The aim is that, by the start of 2012, the Parliament approves a new FP8. Although there’s a new Commission and Parliament, this process is managed by – for the most part – the same people who managed FP7 and FP6: a small corps of dedicated but beleaguered Eurocrats who work in the different policy silos of the Commission, in the Directorates-General for research, information society, transport and energy, health, education, and industry (to name a few.) Below them toils a small army of project officers, policy officers, scientific advisors, clerks, janitors and thousands of others who turn the cogs in the money machine.

As was evident at the conference, just about everybody involved is fed up with the process. The Commission may propose a new idea that sounds focused, relevant and practical, but it immediately hits the obstacle course of national or private interests. The usual legislative tussle arises, with universities lobbying for more, companies gaming the system, and special-interest groups cutting deals.

That happens in every capital. But in Brussels this system is made more complex by the infighting among the member-states. Represented by a virtually invisible group (called CREST) of mid-level ministry officials from across the EU, the states start pushing to get their fair share of the money – ‘juste retour.’ In no time, the initially simple idea ends up as a chain of compromises.

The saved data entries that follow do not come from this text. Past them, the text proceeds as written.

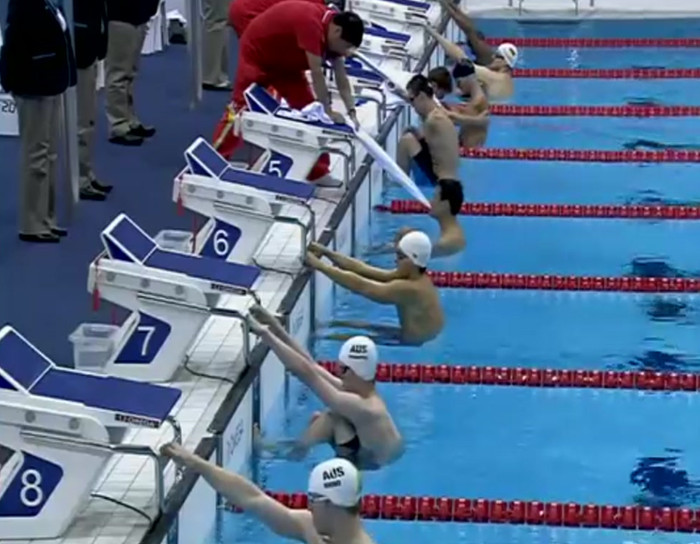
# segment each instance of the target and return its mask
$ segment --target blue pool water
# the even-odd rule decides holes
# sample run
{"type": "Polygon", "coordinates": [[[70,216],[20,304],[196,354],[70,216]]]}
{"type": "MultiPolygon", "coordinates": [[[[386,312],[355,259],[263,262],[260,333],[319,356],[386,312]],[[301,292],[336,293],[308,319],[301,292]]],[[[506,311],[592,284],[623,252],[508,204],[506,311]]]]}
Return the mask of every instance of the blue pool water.
{"type": "MultiPolygon", "coordinates": [[[[700,22],[596,21],[519,25],[488,21],[492,36],[695,37],[700,22]]],[[[571,51],[533,49],[525,65],[573,66],[571,51]]],[[[580,67],[662,62],[700,65],[692,52],[579,50],[580,67]],[[613,54],[614,53],[614,54],[613,54]],[[611,56],[616,58],[611,59],[611,56]]],[[[517,82],[517,104],[621,104],[653,99],[700,104],[700,80],[517,82]]],[[[700,146],[700,119],[496,117],[491,147],[624,149],[630,142],[700,146]]],[[[700,166],[464,160],[468,201],[560,204],[700,201],[700,166]]],[[[409,196],[390,188],[386,203],[409,196]]],[[[461,217],[468,238],[462,255],[436,261],[446,271],[572,275],[700,275],[693,248],[700,222],[461,217]]],[[[434,235],[428,216],[372,215],[372,244],[401,226],[434,235]]],[[[366,251],[368,248],[364,248],[366,251]]],[[[391,266],[392,255],[365,257],[391,266]]],[[[447,324],[421,348],[382,347],[392,362],[430,362],[566,369],[700,371],[700,297],[442,289],[447,324]]],[[[337,319],[392,323],[392,308],[337,290],[337,319]]],[[[325,330],[321,329],[322,336],[325,330]]],[[[339,343],[318,340],[315,355],[334,359],[339,343]]],[[[688,393],[547,390],[380,384],[407,442],[395,465],[365,475],[368,493],[700,506],[700,399],[688,393]]],[[[321,406],[295,380],[282,429],[302,431],[321,406]]],[[[265,430],[265,429],[263,429],[265,430]]],[[[279,436],[278,436],[279,435],[279,436]]],[[[260,483],[303,491],[311,467],[331,455],[321,448],[302,463],[260,460],[260,483]]],[[[369,521],[378,544],[446,542],[502,544],[690,544],[692,535],[369,521]]],[[[277,539],[250,518],[222,513],[218,542],[268,544],[277,539]]]]}

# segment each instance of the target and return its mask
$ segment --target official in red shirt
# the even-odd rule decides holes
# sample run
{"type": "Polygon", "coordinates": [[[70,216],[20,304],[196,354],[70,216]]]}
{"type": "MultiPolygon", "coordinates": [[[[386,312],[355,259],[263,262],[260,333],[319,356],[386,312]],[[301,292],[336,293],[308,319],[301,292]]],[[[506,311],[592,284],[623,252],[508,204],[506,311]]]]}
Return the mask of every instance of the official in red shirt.
{"type": "MultiPolygon", "coordinates": [[[[343,116],[331,109],[325,60],[333,65],[338,92],[356,123],[345,57],[360,46],[363,35],[364,23],[355,13],[338,12],[309,0],[284,0],[255,17],[241,38],[232,101],[214,134],[219,152],[230,157],[240,143],[233,134],[233,118],[245,106],[243,93],[253,83],[274,88],[294,109],[318,100],[334,121],[343,122],[343,116]],[[306,70],[311,71],[313,92],[306,70]]],[[[322,155],[309,180],[327,175],[329,164],[328,155],[322,155]]]]}
{"type": "MultiPolygon", "coordinates": [[[[233,0],[228,8],[228,25],[236,32],[240,40],[243,31],[261,13],[272,6],[289,0],[233,0]]],[[[324,0],[304,0],[312,4],[325,5],[324,0]]]]}

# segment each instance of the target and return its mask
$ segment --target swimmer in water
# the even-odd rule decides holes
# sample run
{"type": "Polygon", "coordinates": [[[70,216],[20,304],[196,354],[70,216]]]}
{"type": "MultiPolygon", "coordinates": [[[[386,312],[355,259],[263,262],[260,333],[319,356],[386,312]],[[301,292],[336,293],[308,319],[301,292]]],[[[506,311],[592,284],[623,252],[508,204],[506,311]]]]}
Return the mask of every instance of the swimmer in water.
{"type": "Polygon", "coordinates": [[[288,459],[301,460],[319,444],[330,444],[338,457],[361,470],[377,470],[396,461],[404,452],[401,433],[377,393],[377,347],[365,336],[347,340],[340,349],[340,372],[334,376],[301,347],[266,310],[251,310],[253,332],[277,355],[280,362],[306,384],[328,406],[311,418],[298,440],[265,445],[259,449],[277,452],[289,448],[288,459]]]}
{"type": "MultiPolygon", "coordinates": [[[[396,268],[386,270],[312,242],[307,252],[310,268],[374,302],[393,304],[399,319],[399,326],[364,321],[333,321],[329,326],[364,330],[376,343],[385,345],[420,346],[433,340],[442,331],[445,316],[440,294],[426,273],[431,253],[432,244],[425,233],[409,232],[396,246],[396,268]],[[321,257],[333,264],[323,262],[321,257]]],[[[346,340],[355,334],[331,334],[325,338],[346,340]]]]}
{"type": "MultiPolygon", "coordinates": [[[[459,181],[456,179],[438,181],[430,202],[430,216],[435,218],[440,226],[440,238],[433,244],[431,257],[449,257],[466,247],[464,229],[457,219],[463,203],[464,192],[459,181]]],[[[382,254],[396,251],[403,235],[413,230],[415,229],[409,227],[399,229],[393,244],[381,246],[370,253],[382,254]]]]}
{"type": "Polygon", "coordinates": [[[410,174],[415,164],[435,185],[440,179],[459,179],[459,138],[447,111],[435,102],[433,87],[423,75],[406,85],[406,100],[423,120],[420,129],[410,127],[401,136],[396,162],[410,174]]]}
{"type": "Polygon", "coordinates": [[[308,509],[284,506],[253,482],[216,466],[179,444],[166,444],[161,455],[199,474],[231,504],[258,518],[275,534],[306,544],[374,544],[362,526],[362,478],[345,459],[330,459],[309,475],[308,509]]]}
{"type": "MultiPolygon", "coordinates": [[[[488,97],[503,100],[513,96],[515,90],[513,68],[518,61],[518,48],[512,43],[502,43],[494,51],[486,43],[483,35],[477,31],[469,16],[460,10],[457,4],[452,0],[439,0],[439,2],[460,30],[466,34],[469,47],[476,56],[474,64],[476,77],[486,89],[488,97]]],[[[438,39],[438,43],[449,57],[456,58],[459,52],[462,52],[457,44],[442,36],[438,39]]]]}
{"type": "MultiPolygon", "coordinates": [[[[438,43],[447,42],[431,26],[426,30],[438,43]]],[[[448,48],[453,45],[443,44],[448,48]]],[[[440,101],[447,115],[460,129],[460,143],[463,147],[481,147],[486,143],[489,127],[489,102],[481,83],[476,77],[474,63],[467,58],[466,53],[457,47],[452,59],[455,62],[452,72],[445,66],[438,66],[428,72],[428,80],[433,86],[435,98],[440,101]],[[457,55],[457,52],[459,53],[457,55]],[[447,103],[445,99],[452,94],[461,100],[457,103],[447,103]]]]}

Now, you can argue the system doesn’t work because the Commission’s ideas are lousy, or undemocratic, or unrealistic. But if so, nobody else’s ideas survive this system intact, either. If Parliament tries to push in a new direction, its own members start carving it up. If a member-state suggests something, other capitals automatically treat it with suspicion. And if an individual academic, executive or investor suggests something, well, forget it if it doesn’t have a built-in collation of supporters across Europe (which is why, by the way, the so-called Joint Technology Initiatives have managed to get off the ground. They are money-sharing clubs.)

So how do you cut through this mess? Here are a few suggestions, some from the conference and some from other sources:

  • Break the Commission apparatus up into a series of smaller, quasi-independent agencies. The same fighting will go on, but in many more, smaller battle-fields – increasing the odds of something surprisingly good emerging.

  • Fund goals, not research. For instance, pick a goal like curing Alzheimers in our lifetime, and mount a competition to get there among researchers across Europe (and why not the world, too?)

  • Fund projects, not programmes. Pick a half dozen monster projects  -  creating a carbon-neutral city - and push virtually all the money towards them, leaving only a few hundred overseers in Brussels to make sure the project managers do what they’re supposed to do.

  • Move the budget buckets around, so research money is purely competitive and all the juste-retour programmes get managed elsewhere in the Commission – in effect, quarantining efforts to produce excellent research from the mass of political deal-making. (This was tried in FP7, but not enough or with sufficient clarity.)

There are more possibilities for change. But if we cannot accomplish reform now – with a new Commission, a new Parliament, a new EU treaty, and a continuing economic crisis – when can we ever do so?